I think this is because of the poor neighborhoods where there is a lot of gang activity and crime. That happens where there is poverty.
America has spent trillions of dollars trying to get to the root causes of poor education outcomes and we've even done massive experiments on your question. Here from the
National Bureau of Economic Research:
Neighborhoods and Academic Achievement: Results from the Moving to Opportunity Experiment
Families originally living in public housing were assigned housing vouchers by lottery, encouraging moves to neighborhoods with lower poverty rates. Although we had hypothesized that reading and math test scores would be higher among children in families offered vouchers (with larger effects among younger children), the results show no significant effects on test scores for any age group among over 5000 children ages 6 to 20 in 2002 who were assessed four to seven years after randomization. Program impacts on school environments were considerably smaller than impacts on neighborhoods, suggesting that achievement-related benefits from improved neighborhood environments are alone small.
That's a large experiment, 5,000 kids of varied ages and followed for seven years. Lot's of time for good neighborhoods and schools to influence the kids
Well now, I KNOW that is just not true.
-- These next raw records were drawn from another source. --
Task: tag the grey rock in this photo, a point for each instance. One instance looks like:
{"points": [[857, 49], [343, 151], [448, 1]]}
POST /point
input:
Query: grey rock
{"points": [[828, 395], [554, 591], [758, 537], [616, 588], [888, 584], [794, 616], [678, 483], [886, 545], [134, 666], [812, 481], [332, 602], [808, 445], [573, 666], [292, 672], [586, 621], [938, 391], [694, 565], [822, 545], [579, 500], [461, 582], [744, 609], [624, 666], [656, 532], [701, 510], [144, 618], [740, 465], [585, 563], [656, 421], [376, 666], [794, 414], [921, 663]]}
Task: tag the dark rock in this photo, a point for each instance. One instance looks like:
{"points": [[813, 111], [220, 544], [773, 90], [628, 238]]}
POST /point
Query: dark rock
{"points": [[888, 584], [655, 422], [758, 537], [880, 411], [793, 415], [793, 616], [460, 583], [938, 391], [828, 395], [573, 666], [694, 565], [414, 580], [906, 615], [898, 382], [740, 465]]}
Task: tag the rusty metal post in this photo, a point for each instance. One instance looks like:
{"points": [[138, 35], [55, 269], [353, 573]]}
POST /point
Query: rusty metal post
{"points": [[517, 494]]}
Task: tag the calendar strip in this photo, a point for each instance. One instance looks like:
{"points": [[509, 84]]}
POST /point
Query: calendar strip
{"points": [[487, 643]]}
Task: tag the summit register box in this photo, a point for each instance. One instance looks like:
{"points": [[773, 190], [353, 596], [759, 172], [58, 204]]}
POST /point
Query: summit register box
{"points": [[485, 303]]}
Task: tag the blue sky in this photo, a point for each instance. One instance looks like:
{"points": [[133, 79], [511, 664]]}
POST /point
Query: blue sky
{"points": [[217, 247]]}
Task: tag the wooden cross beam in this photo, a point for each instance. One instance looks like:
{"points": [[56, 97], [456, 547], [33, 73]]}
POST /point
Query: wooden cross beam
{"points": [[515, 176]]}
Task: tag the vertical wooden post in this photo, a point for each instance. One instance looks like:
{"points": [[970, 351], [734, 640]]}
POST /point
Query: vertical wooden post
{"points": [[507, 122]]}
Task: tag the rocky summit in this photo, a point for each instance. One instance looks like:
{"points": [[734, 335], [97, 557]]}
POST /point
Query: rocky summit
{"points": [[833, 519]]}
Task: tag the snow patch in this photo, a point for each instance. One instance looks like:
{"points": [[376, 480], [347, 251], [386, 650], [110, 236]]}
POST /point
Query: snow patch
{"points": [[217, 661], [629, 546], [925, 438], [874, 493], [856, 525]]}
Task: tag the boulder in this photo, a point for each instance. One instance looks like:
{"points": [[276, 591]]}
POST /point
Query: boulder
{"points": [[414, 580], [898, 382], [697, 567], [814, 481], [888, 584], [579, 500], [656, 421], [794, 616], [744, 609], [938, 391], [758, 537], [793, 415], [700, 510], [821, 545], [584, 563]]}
I grew up in a small town, and there were not many black kids that I went to school with, but the few who did attend were very smart kids. It's because they grew up in a more middle class environment instead of in the ghetto and had the same opportunities. I think a lot of students would do a lot better with better teachers, better learning environments, etc., and all that comes from better funding and, of course, again there is the dastardly teachers union. Lol!
Spend a minute and think about this data:
Their performance wasn't due to going your school, it was due to their being born to middle class parents.
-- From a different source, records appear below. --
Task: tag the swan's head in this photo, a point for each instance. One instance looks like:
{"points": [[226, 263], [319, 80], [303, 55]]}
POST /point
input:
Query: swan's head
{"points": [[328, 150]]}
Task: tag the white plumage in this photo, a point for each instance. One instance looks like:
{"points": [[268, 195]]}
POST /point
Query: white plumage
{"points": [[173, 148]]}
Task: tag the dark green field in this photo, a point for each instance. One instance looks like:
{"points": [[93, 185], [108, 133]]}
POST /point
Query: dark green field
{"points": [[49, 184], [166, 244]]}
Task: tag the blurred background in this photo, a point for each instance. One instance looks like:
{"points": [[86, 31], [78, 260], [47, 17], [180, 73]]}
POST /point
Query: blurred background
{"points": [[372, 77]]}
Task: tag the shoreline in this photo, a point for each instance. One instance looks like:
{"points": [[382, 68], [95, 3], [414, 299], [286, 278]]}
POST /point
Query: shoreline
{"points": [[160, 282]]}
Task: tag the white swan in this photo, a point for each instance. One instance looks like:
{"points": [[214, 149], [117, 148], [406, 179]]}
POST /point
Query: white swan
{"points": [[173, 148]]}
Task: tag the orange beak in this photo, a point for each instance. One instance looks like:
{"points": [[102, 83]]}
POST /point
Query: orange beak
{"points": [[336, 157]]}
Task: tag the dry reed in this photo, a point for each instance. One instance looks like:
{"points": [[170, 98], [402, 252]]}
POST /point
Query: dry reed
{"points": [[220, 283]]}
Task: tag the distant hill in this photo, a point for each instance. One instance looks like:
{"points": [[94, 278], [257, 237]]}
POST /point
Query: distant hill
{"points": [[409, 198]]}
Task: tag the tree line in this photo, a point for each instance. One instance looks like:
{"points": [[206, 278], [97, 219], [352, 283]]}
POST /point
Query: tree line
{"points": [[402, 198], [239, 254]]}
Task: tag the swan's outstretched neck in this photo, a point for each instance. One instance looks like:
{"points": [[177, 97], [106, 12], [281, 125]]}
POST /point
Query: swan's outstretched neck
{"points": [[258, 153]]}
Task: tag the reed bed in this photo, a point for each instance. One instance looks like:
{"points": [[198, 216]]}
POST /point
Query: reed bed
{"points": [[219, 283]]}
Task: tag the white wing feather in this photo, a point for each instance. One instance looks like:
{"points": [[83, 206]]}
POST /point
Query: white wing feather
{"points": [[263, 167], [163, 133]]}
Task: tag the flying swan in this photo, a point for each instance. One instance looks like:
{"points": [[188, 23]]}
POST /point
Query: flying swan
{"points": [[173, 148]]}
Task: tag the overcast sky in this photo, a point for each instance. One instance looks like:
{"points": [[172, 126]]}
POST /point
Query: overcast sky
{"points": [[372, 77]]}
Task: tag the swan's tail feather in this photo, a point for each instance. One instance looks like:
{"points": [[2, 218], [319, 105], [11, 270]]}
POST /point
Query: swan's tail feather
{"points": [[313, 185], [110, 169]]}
I disagree. Better schools and better teachers turn out better students. There is the point that different people learn at different levels though, but there are no easy solutions for that in the public school system. It is what it is. It's the best we have right now for those who cannot home school their children for whatever reason.
It's hard to do better than
Princeton High School - fabulous teachers, well funded, rich neighborhood, professor's kids:
An uneasy amalgam of pride and discontent, Caroline Mitchell sat amid the balloons and beach chairs on the front lawn of Princeton High School, watching the Class of 2004 graduate. Her pride was for the seniors' average SAT score of 1237, third-highest in the state, and their admission to elite universities like Harvard, Yale and Duke. As president of the high school alumni association and community liaison for the school district, Ms. Mitchell deserved to bask in the tradition of public-education excellence.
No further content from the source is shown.